Sair hususların gerekçeli kararda gösterilmesine,…” karar verilmesine karşın, direnmeye yönelik gerekçeli kararda tespit ve tescil (irtifak hakkı tesis ve tescili) kararına ilave olarak:
“…Kamulaştırma bedeli olarak tespit edilen 31.198,66 TL bedelin 26.178,35 TL’lik kısmına 02.09.2012 tarihinden bu bedelin davalıya ödendiği 07.06.2013 tarihine kadar, 5.020,31 TL’sine 02.09.2012 tarihinden karar tarihi olan 14.04.2015 tarihine kadar işleyecek kanuni faizin davacıdan alınarak davalıya verilmesi,…” şeklinde hüküm kurulduğu, dolayısıyla kısa karar ile gerekçeli karar arasında çelişki oluşturulduğu anlaşılmıştır.
6100 sayılı Hukuk Muhakemeleri Kanunu’nun 294. maddesinin üçüncü fıkrası uyarınca kararın tefhimi her hâlde aynı Kanunun 297. maddesinin ikinci fıkrasında belirtilen hüküm sonucunun duruşma tutanağına geçilerek okunması suretiyle olur.
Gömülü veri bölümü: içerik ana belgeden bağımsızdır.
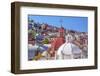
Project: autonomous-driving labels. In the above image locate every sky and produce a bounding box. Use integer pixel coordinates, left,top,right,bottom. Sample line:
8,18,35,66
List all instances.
28,15,88,32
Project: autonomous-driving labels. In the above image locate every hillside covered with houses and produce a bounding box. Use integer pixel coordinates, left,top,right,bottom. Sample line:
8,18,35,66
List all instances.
28,20,88,60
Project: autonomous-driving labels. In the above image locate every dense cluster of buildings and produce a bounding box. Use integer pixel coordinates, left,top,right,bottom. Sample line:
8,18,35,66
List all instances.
28,20,88,60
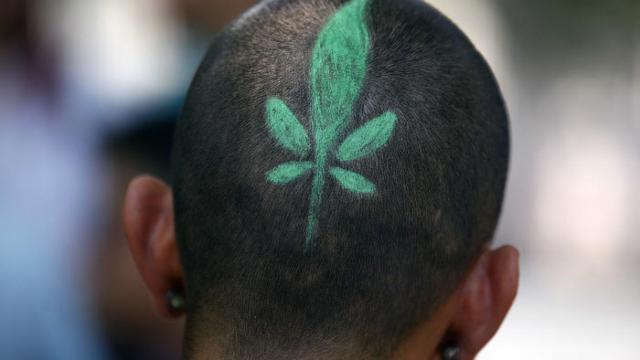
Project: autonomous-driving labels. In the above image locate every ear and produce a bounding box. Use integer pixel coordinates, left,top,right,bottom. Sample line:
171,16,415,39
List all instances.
123,176,184,317
449,246,519,359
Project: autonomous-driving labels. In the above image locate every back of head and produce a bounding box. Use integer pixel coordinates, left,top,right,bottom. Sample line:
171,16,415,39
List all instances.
173,0,509,358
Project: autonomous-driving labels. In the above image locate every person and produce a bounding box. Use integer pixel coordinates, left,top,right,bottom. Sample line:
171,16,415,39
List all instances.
123,0,518,359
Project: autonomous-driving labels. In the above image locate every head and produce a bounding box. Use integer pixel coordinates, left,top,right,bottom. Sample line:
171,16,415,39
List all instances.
124,0,518,359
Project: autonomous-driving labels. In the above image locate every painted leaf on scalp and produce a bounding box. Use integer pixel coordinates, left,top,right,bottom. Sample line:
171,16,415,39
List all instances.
338,111,397,161
310,0,370,150
267,97,311,156
267,161,314,185
330,167,376,194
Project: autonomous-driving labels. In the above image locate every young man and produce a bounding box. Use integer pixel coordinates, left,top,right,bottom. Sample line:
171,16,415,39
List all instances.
124,0,518,359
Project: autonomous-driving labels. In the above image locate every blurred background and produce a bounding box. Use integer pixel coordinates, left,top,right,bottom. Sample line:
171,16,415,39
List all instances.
0,0,640,360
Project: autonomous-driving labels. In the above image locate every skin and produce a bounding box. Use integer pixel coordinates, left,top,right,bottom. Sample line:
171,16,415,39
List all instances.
124,176,519,360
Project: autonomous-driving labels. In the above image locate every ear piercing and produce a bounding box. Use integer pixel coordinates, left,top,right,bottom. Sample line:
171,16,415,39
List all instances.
166,290,186,312
440,342,460,360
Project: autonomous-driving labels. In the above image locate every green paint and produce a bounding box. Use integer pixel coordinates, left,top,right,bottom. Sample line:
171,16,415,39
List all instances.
338,112,397,161
330,167,376,194
267,98,311,157
267,161,315,185
266,0,397,250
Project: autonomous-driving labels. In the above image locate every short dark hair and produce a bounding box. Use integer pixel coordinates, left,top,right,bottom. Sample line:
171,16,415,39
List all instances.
173,0,509,358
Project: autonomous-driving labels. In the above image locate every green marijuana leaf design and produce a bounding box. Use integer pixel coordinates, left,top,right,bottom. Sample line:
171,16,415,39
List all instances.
266,0,397,249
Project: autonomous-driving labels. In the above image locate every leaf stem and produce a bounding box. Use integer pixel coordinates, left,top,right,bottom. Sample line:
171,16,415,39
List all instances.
304,149,327,251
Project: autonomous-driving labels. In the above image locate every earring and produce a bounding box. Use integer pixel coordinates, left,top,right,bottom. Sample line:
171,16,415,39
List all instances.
166,290,186,313
440,342,460,360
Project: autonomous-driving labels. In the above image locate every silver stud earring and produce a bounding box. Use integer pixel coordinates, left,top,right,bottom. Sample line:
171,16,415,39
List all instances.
166,290,186,313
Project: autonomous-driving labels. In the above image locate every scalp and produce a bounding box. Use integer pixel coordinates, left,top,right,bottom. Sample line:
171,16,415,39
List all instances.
173,0,509,357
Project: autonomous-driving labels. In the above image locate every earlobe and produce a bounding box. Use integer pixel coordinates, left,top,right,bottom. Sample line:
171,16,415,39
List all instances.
450,246,519,359
123,176,184,317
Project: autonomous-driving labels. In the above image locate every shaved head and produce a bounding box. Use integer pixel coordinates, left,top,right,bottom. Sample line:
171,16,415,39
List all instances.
173,0,509,358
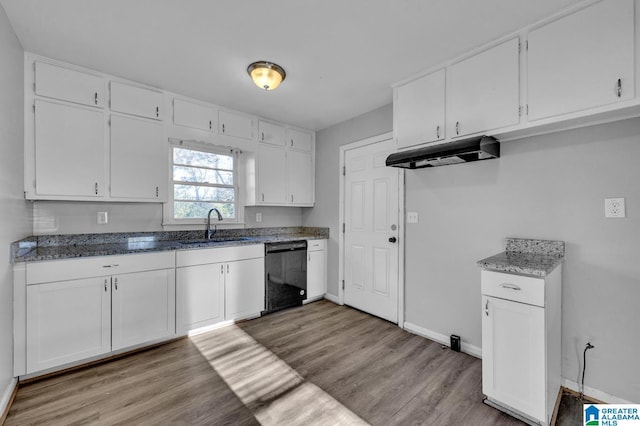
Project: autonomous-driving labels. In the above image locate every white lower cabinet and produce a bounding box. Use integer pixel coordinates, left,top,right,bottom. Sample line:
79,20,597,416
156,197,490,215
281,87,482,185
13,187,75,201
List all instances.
482,267,562,424
305,240,327,302
26,277,111,372
176,244,264,334
111,269,175,351
14,252,175,376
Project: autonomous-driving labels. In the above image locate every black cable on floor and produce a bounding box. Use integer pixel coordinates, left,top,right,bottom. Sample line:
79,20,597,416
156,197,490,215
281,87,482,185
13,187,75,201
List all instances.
580,342,595,400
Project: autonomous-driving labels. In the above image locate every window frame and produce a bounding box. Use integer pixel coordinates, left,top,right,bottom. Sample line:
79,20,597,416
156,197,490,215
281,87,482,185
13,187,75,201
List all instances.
163,140,243,226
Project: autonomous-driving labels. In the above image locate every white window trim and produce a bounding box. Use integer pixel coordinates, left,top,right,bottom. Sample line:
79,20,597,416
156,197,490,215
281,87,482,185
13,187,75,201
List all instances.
162,138,244,229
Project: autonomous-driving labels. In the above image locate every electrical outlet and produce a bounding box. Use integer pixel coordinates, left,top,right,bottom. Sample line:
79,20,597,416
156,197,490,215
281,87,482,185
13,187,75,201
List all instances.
97,212,109,225
604,198,626,218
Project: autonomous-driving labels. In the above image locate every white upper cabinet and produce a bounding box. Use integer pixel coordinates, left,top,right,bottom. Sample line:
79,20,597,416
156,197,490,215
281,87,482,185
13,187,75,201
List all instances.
218,111,253,139
527,0,635,120
287,150,314,206
35,61,105,108
111,115,168,201
393,69,445,148
447,38,520,138
258,120,286,146
33,100,107,199
111,81,164,120
173,99,218,132
286,127,313,152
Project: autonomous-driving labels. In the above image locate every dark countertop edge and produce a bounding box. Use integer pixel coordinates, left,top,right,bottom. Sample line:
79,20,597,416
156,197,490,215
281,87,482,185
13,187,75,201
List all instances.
11,231,329,263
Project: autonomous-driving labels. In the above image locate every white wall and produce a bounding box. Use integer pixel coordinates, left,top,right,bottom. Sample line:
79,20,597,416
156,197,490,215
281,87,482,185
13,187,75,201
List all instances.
302,104,393,297
0,6,31,411
405,119,640,402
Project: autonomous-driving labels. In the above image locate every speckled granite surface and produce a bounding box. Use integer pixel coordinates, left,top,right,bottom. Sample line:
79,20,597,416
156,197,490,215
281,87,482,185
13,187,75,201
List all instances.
477,238,564,277
11,227,329,262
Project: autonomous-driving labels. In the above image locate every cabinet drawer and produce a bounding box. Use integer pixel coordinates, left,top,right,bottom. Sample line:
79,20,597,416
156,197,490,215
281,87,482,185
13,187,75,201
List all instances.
176,244,264,268
27,251,175,285
111,81,164,120
307,240,327,251
481,271,544,307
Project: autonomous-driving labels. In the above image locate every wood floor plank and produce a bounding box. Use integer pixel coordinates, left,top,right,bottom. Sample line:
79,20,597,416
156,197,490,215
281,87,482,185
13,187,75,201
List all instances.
6,301,552,426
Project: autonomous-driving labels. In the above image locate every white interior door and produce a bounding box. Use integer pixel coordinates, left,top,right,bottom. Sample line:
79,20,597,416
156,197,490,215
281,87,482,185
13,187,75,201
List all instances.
343,139,400,323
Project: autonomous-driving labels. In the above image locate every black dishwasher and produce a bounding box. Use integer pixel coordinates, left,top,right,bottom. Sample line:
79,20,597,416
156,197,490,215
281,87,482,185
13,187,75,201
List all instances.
262,240,307,314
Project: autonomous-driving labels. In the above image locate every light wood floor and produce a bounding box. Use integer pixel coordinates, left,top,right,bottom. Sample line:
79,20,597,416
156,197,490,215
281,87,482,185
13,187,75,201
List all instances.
6,301,522,425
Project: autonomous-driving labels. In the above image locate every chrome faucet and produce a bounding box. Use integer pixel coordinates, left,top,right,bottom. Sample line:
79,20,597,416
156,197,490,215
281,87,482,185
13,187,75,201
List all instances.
204,207,222,240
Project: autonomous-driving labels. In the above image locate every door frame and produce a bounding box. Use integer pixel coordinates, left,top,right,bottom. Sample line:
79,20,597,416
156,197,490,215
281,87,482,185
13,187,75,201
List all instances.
338,132,405,328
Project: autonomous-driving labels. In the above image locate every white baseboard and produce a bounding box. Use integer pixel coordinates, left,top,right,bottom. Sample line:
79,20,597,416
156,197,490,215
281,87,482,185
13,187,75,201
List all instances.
403,321,482,358
324,293,340,305
562,379,633,404
0,378,18,423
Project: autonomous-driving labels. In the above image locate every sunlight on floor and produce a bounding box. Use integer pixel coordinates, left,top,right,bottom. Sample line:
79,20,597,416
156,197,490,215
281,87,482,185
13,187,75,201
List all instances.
191,326,367,425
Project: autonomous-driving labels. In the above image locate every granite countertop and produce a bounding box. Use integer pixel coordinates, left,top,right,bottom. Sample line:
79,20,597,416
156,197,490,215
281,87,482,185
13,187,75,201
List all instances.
11,227,329,263
477,238,564,277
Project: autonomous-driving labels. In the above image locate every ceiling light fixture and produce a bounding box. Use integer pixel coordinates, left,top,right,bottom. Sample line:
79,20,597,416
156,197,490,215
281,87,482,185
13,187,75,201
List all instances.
247,61,287,90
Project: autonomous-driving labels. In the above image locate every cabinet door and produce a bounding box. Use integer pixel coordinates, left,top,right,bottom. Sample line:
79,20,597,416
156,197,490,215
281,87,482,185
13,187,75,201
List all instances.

Bu durumda gerekçeli kararın, tefhim edilen karar yanlış da olsa buna uygun düzenlenmesi gerekmektedir. Yanlışlık ancak Yargıtay yoluna başvurulması ve kararın bozulması hâlinde düzeltilebilir. Bu aykırılık kamu düzenine ilişkin olup, diğer yönler incelenmeden tek başına bozma sebebi olur. Kısa karar ile gerekçeli karar arasında çelişki bulunmasının bozma sebebi yapılması ise, 10.04.1992 tarihli ve 1991/7 E., 1992/4 K. sayılı Yargıtay İçtihadı Birleştirme kararı gereğidir.
Bu nedenle mahkemece yapılacak iş, tefhim edilen kısa karara uygun gerekçeli karar ve buna uygun hüküm oluşturmak olup buna aykırı direnme kararı usul yönünden bozulmalıdır.
SONUÇ: Direnme kararının yukarıda gösterilen nedenden dolayı usulden BOZULMASINA, bozma nedenine göre davalının sair temyiz itirazlarının incelenmesine şimdilik yer olmadığına, istek hâlinde temyiz peşin harcının yatırana iadesine, kararın tebliği tarihinden itibaren on beş gün içerisinde karar düzeltme yolu açık olmak üzere 18.06.2019 tarihinde oy birliği ile karar verildi.